Mais de 700 mil pessoas decidiram tirar a própria vida em 2019, número superior ao de mortes por HIV, malária, câncer de mama e homicídio, de acordo com o último levantamento da Organização Mundial da Saúde (OMS). No Brasil, foram registrados 12.895 casos em 2020, segundo dados do Anuário Brasileiro de Segurança Pública. Para os sobreviventes enlutados, termo criado por especialistas para se referir a quem enfrenta o suicídio de um parente ou amigo, o sentimento de perda foi agravado durante a pandemia, diante das restrições impostas para evitar a propagação do vírus.
+ A Covid e a impossibilidade de viver o luto
No atual cenário, o processo de luto tem sido ainda mais difícil, como explica a psicóloga Luciene Bandeira, cofundadora da Psicologia Viva, maior empresa digital de saúde mental da América Latina e integrante do Grupo Conexa. “Isso acontece, principalmente por causa de dois aspectos: distanciamento social e velórios limitados a poucas horas de duração e ao máximo de 10 pessoas presentes. Dessa forma, quem está enfrentando essa situação acaba se isolando e sente que faltou uma homenagem e despedida mais simbólicas ao ente querido”, ressalta.

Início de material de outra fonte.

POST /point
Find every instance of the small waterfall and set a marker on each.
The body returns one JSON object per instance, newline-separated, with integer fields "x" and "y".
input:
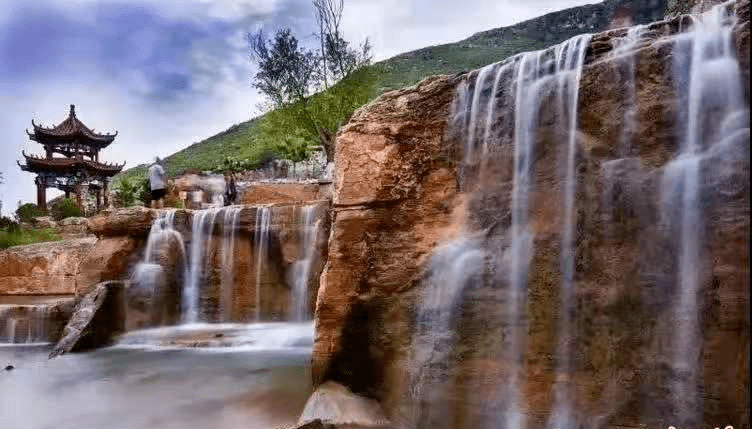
{"x": 625, "y": 50}
{"x": 148, "y": 274}
{"x": 569, "y": 59}
{"x": 231, "y": 216}
{"x": 709, "y": 81}
{"x": 301, "y": 270}
{"x": 261, "y": 238}
{"x": 453, "y": 267}
{"x": 201, "y": 233}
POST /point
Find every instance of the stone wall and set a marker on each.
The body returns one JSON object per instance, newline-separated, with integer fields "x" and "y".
{"x": 401, "y": 190}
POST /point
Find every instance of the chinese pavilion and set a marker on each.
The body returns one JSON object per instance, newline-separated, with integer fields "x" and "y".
{"x": 78, "y": 170}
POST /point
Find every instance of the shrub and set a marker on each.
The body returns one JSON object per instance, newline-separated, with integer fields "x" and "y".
{"x": 16, "y": 236}
{"x": 132, "y": 190}
{"x": 66, "y": 207}
{"x": 27, "y": 212}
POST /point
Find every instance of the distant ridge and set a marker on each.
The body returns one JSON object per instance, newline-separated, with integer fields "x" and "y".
{"x": 408, "y": 68}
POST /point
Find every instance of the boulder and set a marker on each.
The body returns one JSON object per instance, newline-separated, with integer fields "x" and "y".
{"x": 405, "y": 184}
{"x": 97, "y": 318}
{"x": 134, "y": 221}
{"x": 334, "y": 405}
{"x": 43, "y": 268}
{"x": 109, "y": 259}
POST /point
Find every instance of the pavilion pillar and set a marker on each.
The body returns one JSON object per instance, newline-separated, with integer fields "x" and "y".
{"x": 41, "y": 193}
{"x": 106, "y": 193}
{"x": 82, "y": 191}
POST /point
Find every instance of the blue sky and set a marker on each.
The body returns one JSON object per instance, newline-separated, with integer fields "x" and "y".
{"x": 167, "y": 74}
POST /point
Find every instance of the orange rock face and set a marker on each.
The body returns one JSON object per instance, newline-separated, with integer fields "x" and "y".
{"x": 43, "y": 268}
{"x": 395, "y": 193}
{"x": 402, "y": 189}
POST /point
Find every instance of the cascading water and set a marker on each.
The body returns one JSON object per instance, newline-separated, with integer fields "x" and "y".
{"x": 261, "y": 238}
{"x": 709, "y": 82}
{"x": 24, "y": 323}
{"x": 625, "y": 51}
{"x": 301, "y": 273}
{"x": 453, "y": 267}
{"x": 201, "y": 233}
{"x": 231, "y": 216}
{"x": 569, "y": 60}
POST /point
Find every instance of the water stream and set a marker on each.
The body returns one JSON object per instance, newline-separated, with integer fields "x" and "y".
{"x": 709, "y": 81}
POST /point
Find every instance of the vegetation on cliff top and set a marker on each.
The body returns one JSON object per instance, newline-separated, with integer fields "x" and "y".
{"x": 242, "y": 142}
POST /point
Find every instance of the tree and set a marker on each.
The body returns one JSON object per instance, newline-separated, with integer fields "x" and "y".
{"x": 287, "y": 71}
{"x": 338, "y": 59}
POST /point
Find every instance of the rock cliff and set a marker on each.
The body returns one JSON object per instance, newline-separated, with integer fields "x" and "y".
{"x": 415, "y": 299}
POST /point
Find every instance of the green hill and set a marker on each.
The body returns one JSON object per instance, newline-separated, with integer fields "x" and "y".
{"x": 409, "y": 68}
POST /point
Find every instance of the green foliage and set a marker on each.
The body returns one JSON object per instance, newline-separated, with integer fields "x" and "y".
{"x": 63, "y": 208}
{"x": 248, "y": 141}
{"x": 286, "y": 71}
{"x": 293, "y": 130}
{"x": 11, "y": 234}
{"x": 27, "y": 212}
{"x": 132, "y": 190}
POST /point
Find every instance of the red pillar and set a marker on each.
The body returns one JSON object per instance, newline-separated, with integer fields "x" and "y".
{"x": 41, "y": 194}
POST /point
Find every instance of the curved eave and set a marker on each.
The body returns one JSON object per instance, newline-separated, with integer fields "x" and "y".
{"x": 99, "y": 140}
{"x": 62, "y": 165}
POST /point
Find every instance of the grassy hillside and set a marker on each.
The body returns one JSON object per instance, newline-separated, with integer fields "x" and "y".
{"x": 205, "y": 155}
{"x": 409, "y": 68}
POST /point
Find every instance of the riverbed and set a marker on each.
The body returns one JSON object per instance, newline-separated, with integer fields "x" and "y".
{"x": 202, "y": 376}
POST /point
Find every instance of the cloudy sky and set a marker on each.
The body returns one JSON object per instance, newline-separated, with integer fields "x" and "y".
{"x": 166, "y": 74}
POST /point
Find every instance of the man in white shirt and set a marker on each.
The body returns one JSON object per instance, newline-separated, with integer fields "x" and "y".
{"x": 157, "y": 184}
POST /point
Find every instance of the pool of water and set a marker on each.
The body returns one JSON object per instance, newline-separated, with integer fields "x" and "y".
{"x": 203, "y": 376}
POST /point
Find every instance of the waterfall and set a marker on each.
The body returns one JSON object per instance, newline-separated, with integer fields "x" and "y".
{"x": 453, "y": 267}
{"x": 231, "y": 216}
{"x": 201, "y": 233}
{"x": 261, "y": 238}
{"x": 24, "y": 323}
{"x": 569, "y": 59}
{"x": 708, "y": 80}
{"x": 149, "y": 278}
{"x": 625, "y": 50}
{"x": 301, "y": 270}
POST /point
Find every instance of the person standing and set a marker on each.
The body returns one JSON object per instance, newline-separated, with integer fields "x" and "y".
{"x": 157, "y": 184}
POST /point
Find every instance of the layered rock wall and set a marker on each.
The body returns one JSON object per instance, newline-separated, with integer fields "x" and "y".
{"x": 403, "y": 187}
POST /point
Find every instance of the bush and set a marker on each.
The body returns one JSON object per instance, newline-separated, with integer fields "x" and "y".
{"x": 27, "y": 212}
{"x": 16, "y": 236}
{"x": 132, "y": 190}
{"x": 64, "y": 208}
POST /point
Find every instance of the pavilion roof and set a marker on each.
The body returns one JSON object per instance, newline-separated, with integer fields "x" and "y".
{"x": 62, "y": 166}
{"x": 70, "y": 128}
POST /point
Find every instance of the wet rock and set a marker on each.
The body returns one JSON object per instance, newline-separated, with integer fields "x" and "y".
{"x": 401, "y": 184}
{"x": 98, "y": 317}
{"x": 43, "y": 268}
{"x": 334, "y": 405}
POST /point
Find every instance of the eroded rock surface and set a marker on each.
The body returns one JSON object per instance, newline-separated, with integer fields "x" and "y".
{"x": 403, "y": 187}
{"x": 97, "y": 318}
{"x": 49, "y": 268}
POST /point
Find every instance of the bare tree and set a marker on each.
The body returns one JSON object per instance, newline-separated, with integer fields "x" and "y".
{"x": 338, "y": 59}
{"x": 286, "y": 71}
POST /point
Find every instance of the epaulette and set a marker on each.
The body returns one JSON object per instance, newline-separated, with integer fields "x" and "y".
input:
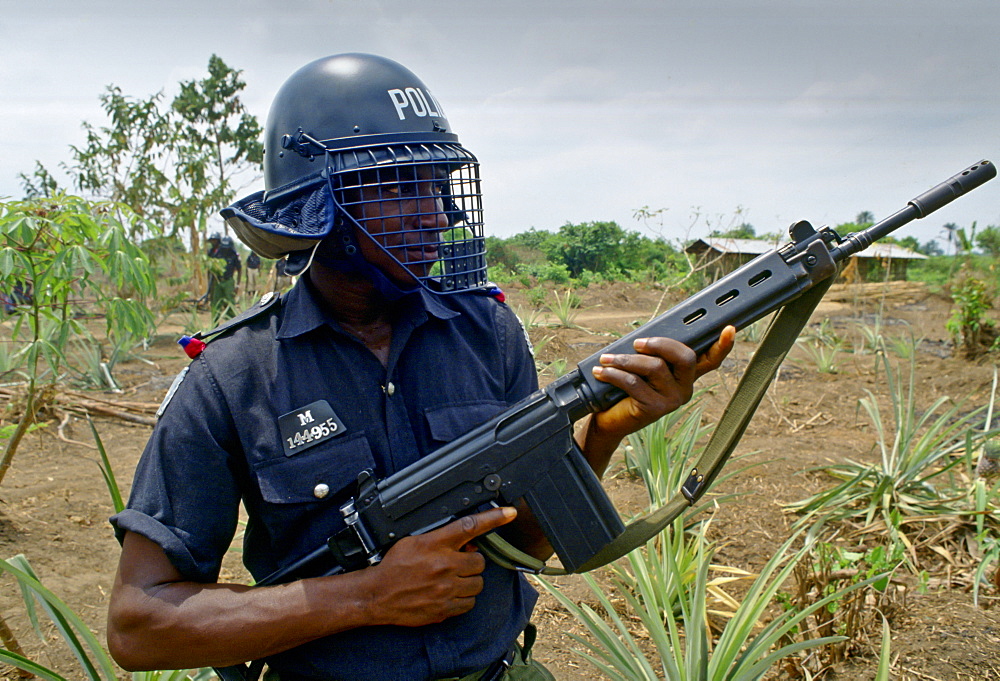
{"x": 491, "y": 289}
{"x": 193, "y": 345}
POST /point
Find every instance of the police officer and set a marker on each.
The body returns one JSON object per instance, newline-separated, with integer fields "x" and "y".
{"x": 390, "y": 344}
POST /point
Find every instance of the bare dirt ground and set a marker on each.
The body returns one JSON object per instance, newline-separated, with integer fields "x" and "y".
{"x": 54, "y": 505}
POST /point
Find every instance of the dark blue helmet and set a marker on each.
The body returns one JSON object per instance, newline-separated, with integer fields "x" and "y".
{"x": 357, "y": 148}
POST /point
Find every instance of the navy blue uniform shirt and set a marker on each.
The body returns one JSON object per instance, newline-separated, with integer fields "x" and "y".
{"x": 454, "y": 362}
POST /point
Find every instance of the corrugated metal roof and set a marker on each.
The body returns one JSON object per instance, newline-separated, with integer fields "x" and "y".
{"x": 757, "y": 247}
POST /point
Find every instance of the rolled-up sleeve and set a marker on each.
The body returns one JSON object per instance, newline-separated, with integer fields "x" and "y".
{"x": 185, "y": 494}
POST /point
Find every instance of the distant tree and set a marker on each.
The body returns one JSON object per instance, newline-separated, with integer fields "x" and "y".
{"x": 174, "y": 165}
{"x": 931, "y": 247}
{"x": 53, "y": 254}
{"x": 865, "y": 218}
{"x": 216, "y": 142}
{"x": 950, "y": 228}
{"x": 124, "y": 162}
{"x": 40, "y": 184}
{"x": 741, "y": 231}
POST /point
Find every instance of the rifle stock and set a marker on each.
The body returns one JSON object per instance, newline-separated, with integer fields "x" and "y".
{"x": 528, "y": 450}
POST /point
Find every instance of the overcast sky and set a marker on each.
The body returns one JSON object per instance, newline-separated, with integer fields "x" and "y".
{"x": 584, "y": 110}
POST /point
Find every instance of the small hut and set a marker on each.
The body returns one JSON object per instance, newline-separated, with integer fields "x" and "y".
{"x": 723, "y": 255}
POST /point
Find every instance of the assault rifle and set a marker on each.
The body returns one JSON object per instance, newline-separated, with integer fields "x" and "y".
{"x": 528, "y": 450}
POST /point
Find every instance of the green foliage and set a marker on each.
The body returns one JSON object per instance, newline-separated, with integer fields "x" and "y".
{"x": 565, "y": 308}
{"x": 123, "y": 162}
{"x": 989, "y": 240}
{"x": 216, "y": 142}
{"x": 916, "y": 450}
{"x": 827, "y": 572}
{"x": 969, "y": 326}
{"x": 583, "y": 253}
{"x": 175, "y": 164}
{"x": 67, "y": 252}
{"x": 742, "y": 231}
{"x": 744, "y": 650}
{"x": 73, "y": 253}
{"x": 95, "y": 663}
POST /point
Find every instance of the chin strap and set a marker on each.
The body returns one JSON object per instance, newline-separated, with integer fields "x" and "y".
{"x": 780, "y": 337}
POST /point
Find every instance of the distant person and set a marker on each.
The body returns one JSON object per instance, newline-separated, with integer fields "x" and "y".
{"x": 251, "y": 273}
{"x": 222, "y": 277}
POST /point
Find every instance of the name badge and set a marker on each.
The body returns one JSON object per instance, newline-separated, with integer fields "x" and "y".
{"x": 308, "y": 426}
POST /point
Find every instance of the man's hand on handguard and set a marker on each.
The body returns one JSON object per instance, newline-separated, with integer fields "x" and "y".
{"x": 658, "y": 379}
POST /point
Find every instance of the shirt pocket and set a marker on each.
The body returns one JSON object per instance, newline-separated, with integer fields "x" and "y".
{"x": 316, "y": 474}
{"x": 449, "y": 421}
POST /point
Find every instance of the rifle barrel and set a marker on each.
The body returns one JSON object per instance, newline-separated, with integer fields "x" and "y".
{"x": 920, "y": 207}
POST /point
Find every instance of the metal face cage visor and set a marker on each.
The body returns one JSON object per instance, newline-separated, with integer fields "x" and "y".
{"x": 420, "y": 207}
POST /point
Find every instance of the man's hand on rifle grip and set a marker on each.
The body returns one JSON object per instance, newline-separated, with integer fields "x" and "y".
{"x": 427, "y": 578}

Ela apresenta quatro especificidades que os sobreviventes enlutados enfrentam e que os diferenciam em relação à dor que envolve outros tipos de morte: sentimento de culpa, procura por justificação, estigma social e abandono. Esses fatores podem causar depressão, desenvolvimento de transtornos mentais, queda de produtividade, dependência química e desinteresse em sua própria vida.
Diante disso, Luciene destaca a importância da posvenção – cuidados e intervenções aos sobreviventes enlutados. Trata-se de uma forma de identificar e valorizar aspectos de proteção que possuam maior influência sobre os indivíduos, como senso de responsabilidade com a família; laços sociais bem estabelecidos com parentes e amigos; estar empregado; ter crianças em casa; capacidade de adaptação positiva; além de acesso a serviços e cuidados de saúde mental.
Esse último ponto, por sinal, tem crescido consideravelmente nos últimos dois anos. Por recomendação do Conselho Federal de Psicologia (CFP), as terapias presenciais passaram a acontecer na modalidade on-line, durante a Covid-19, visando à segurança de pacientes e psicólogos. A medida contribuiu para que mais pessoas se sentissem à vontade para procurar ajuda profissional, acredita Luciene. “Percebemos que os pacientes têm se sentido mais seguros e confortáveis em expressarem suas emoções, estando no ambiente doméstico. Eles não ficam expostos aos riscos de contaminação e também têm mais flexibilidade de horários”, completa.
Luciene acrescenta que o luto é um processo individual e não tem tempo específico de duração, pois cada um reage de maneira diferente e sua resolução envolve ressignificações em relação à perda, aceitação da condição e adaptação ao novo contexto. Para lidar com a ausência do ser que partiu, além da terapia, ela sugere algumas dicas, como buscar grupos de apoio organizados por profissionais e/ou pessoas que vivenciaram o luto; realizar rituais de despedida ou homenagens que acalmem o coração, caso a pessoa se sinta confortável para isso; participar de projetos de voluntariado; escrever conteúdos que possam contribuir com outras pessoas na mesma situação; compartilhar os sentimentos, entre outras.